Joshua 2: 3-6
“Bring out the men who came to you and entered your house, because they have come to spy out the whole land…” She said, ‘I don’t know which way they went.’… (But she had taken them up to the roof and hidden them under the stalks of flax she had laid on the roof.”
The Hiding Place is the dramatic story of the Ten Booms, a Dutch family of Christian clockmakers who placed their lives on the line to protect fugitives from the Nazis in occupied Holland during the Second World War. For over four years the Ten Booms lived a double life as quiet Dutch clockmakers and as a safe house within the Dutch underground. The Ten Booms lived in violation of Nazi law in an effort to provide safety and protection for the enemies of the Third Reich.
Yesterday we looked at speaking the truth in love. How about lying; is it ever appropriate less than honest—to tell a lie? Are there exceptions to this rule?
Consider Samuel’s mission to anoint a new king over Israel. When God rejected Saul as King He sent his servant Samuel out to anoint a new one who would replace Saul at some point. Samuel feared for his life. Look at 1 Samuel 16:2, “But Samuel said, “How can I go? When Saul hears of it, he will kill me.” And the Lord said, “Take a heifer with you and say, ’I have come to sacrifice to the Lord.’” Samuel’s assignment was to anoint a new King, not to sacrifice a heifer. God instructed Samuel to say this to protect his life.
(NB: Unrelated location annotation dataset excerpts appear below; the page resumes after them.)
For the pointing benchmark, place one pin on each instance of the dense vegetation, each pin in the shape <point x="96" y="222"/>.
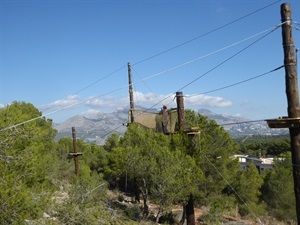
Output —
<point x="38" y="184"/>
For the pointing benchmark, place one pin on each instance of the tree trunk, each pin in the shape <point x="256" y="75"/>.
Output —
<point x="183" y="215"/>
<point x="190" y="213"/>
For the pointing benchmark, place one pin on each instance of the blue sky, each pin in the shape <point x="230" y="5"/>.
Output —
<point x="69" y="57"/>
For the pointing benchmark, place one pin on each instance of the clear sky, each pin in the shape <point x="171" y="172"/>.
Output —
<point x="61" y="53"/>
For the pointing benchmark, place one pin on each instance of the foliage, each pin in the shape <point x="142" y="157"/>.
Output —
<point x="248" y="188"/>
<point x="25" y="187"/>
<point x="278" y="190"/>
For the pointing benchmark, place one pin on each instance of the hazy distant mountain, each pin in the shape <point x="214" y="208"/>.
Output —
<point x="99" y="126"/>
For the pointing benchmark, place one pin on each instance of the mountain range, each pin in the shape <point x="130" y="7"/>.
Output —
<point x="96" y="128"/>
There are several examples in Scripture where servants of the Lord did not speak the complete truth. God does make an exception in the case of life. If we are doing or saying something that is dishonest in an effort to protect the safety or very life of a fellow human being, or even our own life, then we are doing the right thing.
Exodus 1; Joshua 2; 1 Samuel 16; Hebrews 11:31
Father, help me be sensitive to the needs of those around me, and if ever given the opportunity to help someone in need, give me the courage to be bold and to stand for what is right.